Turkey thieves have struck in Devon as farmers fear the birds were brutally killed before being dragged off to be sold on the black market.
Jon Smye, of Broadclyst Community Farm, has warned other farmers to "remain vigilant" as the thieves are still at large.
He has also asked locals to report it to the police if they are offered turkeys or feathers by suspicious characters.
The farmer fears that the turkeys were killed in an inhumane manner as thieves rushed to take them off the property in the dead of night.
Mr Smye said that as the birds are so heavy, there is no way they could have been taken alive.
He added: "Unfortunately we’ve had all of our turkeys stolen over night.
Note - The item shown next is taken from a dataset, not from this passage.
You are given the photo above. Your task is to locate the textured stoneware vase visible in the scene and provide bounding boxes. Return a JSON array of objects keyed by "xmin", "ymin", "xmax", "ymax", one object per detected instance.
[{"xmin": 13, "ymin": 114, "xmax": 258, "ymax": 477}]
We are gutted as a lot of care goes into looking after the birds. It’s that time of year when turkeys are killed but there are laws in place to ensure welfare at the time of killing.
"These weren’t observed and the turkey pens door was smashed off its hinges. We are reporting this to the police and we know this happened around 4am.
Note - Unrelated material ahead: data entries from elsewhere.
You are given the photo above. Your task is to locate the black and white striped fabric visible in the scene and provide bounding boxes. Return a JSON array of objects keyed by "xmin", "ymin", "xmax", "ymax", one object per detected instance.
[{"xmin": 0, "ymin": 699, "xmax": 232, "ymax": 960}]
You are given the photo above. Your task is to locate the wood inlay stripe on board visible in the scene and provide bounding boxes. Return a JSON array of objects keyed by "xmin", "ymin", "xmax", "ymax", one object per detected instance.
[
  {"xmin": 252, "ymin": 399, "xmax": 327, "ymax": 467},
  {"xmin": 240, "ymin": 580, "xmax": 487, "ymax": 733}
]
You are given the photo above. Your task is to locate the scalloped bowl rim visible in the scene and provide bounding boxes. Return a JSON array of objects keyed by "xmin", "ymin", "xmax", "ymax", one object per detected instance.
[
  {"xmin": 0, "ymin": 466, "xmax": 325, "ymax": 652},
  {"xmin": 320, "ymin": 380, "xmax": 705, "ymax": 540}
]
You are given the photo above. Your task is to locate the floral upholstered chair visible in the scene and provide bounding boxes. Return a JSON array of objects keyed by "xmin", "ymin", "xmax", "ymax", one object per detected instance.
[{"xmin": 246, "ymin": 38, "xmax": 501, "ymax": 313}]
"The thieves took the birds across the field to the lay-by near the leisure centre car park. We are checking CCTV. If you heard or saw anything please let us know. You may be offered turkey or you might notice someone getting rid of a lot of feathers. Any small detail might add up to something so please share. And if you have livestock please be vigilant."
After the farmer posted about the theft on Facebook, vegans posted that they endorsed the theft.
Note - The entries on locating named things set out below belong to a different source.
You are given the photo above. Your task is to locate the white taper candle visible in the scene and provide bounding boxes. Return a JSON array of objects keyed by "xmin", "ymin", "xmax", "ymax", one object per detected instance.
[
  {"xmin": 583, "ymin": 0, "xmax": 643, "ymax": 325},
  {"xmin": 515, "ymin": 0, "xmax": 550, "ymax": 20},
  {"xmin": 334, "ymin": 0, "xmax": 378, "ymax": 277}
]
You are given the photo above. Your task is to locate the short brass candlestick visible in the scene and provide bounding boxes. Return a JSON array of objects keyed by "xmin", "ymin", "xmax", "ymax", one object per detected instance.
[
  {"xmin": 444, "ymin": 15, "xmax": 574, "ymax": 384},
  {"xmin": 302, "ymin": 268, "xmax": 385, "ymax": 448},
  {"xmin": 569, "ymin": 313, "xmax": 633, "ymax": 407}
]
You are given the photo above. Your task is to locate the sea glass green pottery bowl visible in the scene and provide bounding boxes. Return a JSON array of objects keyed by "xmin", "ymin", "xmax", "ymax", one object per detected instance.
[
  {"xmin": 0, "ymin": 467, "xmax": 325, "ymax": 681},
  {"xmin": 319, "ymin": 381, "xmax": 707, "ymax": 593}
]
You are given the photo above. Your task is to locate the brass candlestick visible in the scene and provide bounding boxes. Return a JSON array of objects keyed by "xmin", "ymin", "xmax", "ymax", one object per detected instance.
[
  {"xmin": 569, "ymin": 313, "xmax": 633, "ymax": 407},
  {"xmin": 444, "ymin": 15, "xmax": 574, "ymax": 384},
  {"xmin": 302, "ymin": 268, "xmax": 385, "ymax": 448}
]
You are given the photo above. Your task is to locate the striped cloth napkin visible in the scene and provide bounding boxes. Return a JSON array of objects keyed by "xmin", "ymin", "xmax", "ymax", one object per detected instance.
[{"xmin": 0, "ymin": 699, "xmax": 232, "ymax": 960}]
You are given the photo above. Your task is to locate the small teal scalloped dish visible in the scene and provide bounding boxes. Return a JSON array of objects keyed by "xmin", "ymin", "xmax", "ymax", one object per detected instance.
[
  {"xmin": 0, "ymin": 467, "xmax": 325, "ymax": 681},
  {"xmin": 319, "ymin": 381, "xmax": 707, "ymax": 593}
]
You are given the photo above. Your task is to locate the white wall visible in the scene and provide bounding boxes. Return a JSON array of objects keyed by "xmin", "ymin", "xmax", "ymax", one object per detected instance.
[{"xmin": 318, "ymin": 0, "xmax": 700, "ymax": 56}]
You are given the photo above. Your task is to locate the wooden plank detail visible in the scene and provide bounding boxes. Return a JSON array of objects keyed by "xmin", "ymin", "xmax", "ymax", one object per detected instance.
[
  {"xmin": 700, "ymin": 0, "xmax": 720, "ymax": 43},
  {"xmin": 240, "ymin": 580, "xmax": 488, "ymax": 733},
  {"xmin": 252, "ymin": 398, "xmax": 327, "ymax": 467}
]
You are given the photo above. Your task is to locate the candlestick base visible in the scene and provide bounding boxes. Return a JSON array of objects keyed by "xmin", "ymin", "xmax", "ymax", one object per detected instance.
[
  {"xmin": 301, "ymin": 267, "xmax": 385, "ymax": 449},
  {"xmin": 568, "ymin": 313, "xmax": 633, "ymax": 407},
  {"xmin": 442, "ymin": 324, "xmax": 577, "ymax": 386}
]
One wrote: "Poor turkeys. I hope they’ve been rescued from their impending death and are living out their time in a sanctuary."
Another said: "Wow, I truly hope all the turkeys are ok and that this was an act of compassion carried out by people who wanted to save them. I'd hate to think they were stolen to be slaughtered for profit by people just like yourselves".
And another posted: "Maybe next time you won’t breed animals for the table. "
The turkeys - worth about £500 - had been raised at the farm since May.
Last year, vegans protested at organic turkey farms across the country because there was easy access to the birds, which are available to be viewed by the public.
Paul Kelly, who owns the Kelly Bronze turkeys, reared by small farmers across the country and a favourite of Nigella Lawson and Delia Smith, said the farms had been targeted.
Many farmers complained that the turkeys had been "scared" by vegans "shouting through loudspeakers".